California Announces $288 Million for Drought and Flood Projects

WHAT TO KNOW: 44 projects will receive $217 million to increase water supply reliability, expand new water storage and conservation, and protect against flooding. And, $71 million will help respond to local drought impacts. These are critical investments that will make California more resilient to drought and flooding. SACRAMENTO – Governor Gavin Newsom has advanced an unprecedented $8.5 billion worth of investments to conserve, store, and deliver more water to California communities. Recent investments have also focused on protecting Californians from historic flooding. Today, California announced over a quarter of a billion dollars for projects throughout the state to continue accomplishing these goals. The Department of Water Resources (DWR), through the Urban Community Drought Relief Grant program, has awarded over $217 million to 44 projects that will help communities strengthen drought resilience and better prepare for future dry conditions – helping advance efforts outlined in Governor Newsom’s strategy to adapt California’s water supply for a hotter and drier future. These investments focus on: Flood Risk Management/Groundwater Recharge

  • In San Joaquin County, Stockton East Water District will receive $12.2 million to divert water from the New Hogan Reservoir for groundwater recharge and drinking water purposes. In Fresno County, the City of Fresno will receive $5.2 million to make improvements to the existing Leaky Acres Basin to maximize the capture of surface water during flood events.
  • The Los Angeles County Department of Public Works will receive $10.5 million to reinforce the Santa Anita dam and remove sediment, providing additional storage capacity for downstream groundwater recharge in the Santa Anita Spreading Grounds. The project will increase the County’s ability to recharge with stormwater, adding over 2,000 acre-feet of new storm water resources to the groundwater basin annually. The project was previously visited by Vice President Kamala Harris, U.S. Senator Alex Padilla and California Natural Resources Secretary Wade Crowfoot in January during record-setting rains.

 Improved Water Supply Reliability

  • In Ventura County, the Casitas Municipal Water District will receive $3.6 million to develop a deep extraction well to provide an estimated additional 8,000 acre-feet per year of new water supply. In Santa Clara County, the City of Morgan Hill will receive $4 million to construct a new 850,000-gallon aboveground steel water supply reservoir.
  • In Santa Cruz County, the San Lorenzo Valley Water District will receive $4.5 million to replace nine leaking water storage tanks with six fire-resistant steel tanks, to significantly increase the district’s current storage capacity from 160,000 to 720,000 gallons. This funding will help to rebuild the district’s infrastructure, much of which was destroyed during the 2020 CZU Lightning Complex Fire.

 Recycling Water

  • In Fresno County, the Fresno Unified School District will receive $540,000 to support two projects benefiting a local elementary and middle school to irrigate with recycled water. In Alameda County, the Zone 7 Water Agency will receive $300,000 to construct an automated self-service recycled water fill station to provide a permanent, year-round source of water for irrigation and other uses for many residents with expanded operating hours.
  • In Los Angeles County, the Los Angeles Department of Water and Power will receive $4.5 million to upgrade the Dominguez Gap Seawater Intrusion Barrier to use 100 percent recycled water.
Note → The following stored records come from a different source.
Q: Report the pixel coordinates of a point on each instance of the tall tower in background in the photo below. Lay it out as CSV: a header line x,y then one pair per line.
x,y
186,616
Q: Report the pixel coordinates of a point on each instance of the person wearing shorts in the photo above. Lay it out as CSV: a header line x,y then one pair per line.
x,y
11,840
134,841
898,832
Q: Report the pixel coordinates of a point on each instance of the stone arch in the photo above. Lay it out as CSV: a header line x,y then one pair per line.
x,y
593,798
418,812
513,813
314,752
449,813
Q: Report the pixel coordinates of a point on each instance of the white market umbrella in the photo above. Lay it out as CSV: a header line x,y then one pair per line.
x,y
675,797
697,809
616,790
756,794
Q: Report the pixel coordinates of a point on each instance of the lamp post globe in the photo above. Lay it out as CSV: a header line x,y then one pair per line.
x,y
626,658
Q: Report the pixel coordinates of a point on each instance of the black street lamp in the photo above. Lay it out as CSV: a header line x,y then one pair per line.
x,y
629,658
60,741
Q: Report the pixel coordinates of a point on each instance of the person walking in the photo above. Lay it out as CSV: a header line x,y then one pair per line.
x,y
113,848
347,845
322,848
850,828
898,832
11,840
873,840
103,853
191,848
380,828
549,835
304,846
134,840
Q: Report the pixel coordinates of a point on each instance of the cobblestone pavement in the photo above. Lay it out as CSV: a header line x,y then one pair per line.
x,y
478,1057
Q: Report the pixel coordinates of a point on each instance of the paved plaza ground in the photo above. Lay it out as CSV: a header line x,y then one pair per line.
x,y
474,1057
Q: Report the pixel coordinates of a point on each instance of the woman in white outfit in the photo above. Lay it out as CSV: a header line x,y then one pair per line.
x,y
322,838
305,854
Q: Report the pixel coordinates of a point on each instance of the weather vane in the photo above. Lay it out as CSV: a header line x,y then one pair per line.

 Water Conservation/Yard Transformation

  • In San Bernardino County, the San Bernardino Valley Municipal Water District will receive $2.6 million to install water-efficient fixtures in single-family and multifamily homes in targeted disadvantaged community areas to improve indoor water efficiency. The district will also replace turf with drought tolerant landscaping in homeowner association areas and mobile home parks to reduce outdoor water use.
  • In Stanislaus County, the City of Modesto will receive $2.3 million to replace 17.79 acres of non-functional turf grass with drought tolerant landscaping at 21 parks for an estimated water savings of over 54 acre-feet annually.
  • The Metropolitan Water District of Southern California will receive $30 million to implement a turf replacement program available to all of its member agencies serving a combined 19 million Californians, and will save up to 4,050-acre feet of water per year by converting an estimated 30 million square-feet of non-functional turf to water-efficient landscaping.

 Additionally, in May the Administration dedicated $71 million to address drinking water shortages, species protection, and populations particularly impacted by drought. This includes: 

  • $10 million to provide immediate and near-term financial and technical support to help small communities whose water supplies have been impacted by drought.
  • $55 million to address dry wells by providing hauled water and well repair and replacement.
  • $500,000 to fund stream gages and well transducers for use in Clear Lake to better understand the relationship between streamflow, well pumping, and water use. This funding will support the threatened Clear Lake hitch.
  • $500,000 for a contract to investigate groundwater/stream water interactions in the Clear Lake region. This funding will support the threatened Clear Lake hitch.
  • $5 million to provide direct relief grants for small-scale and historically underserved farmers.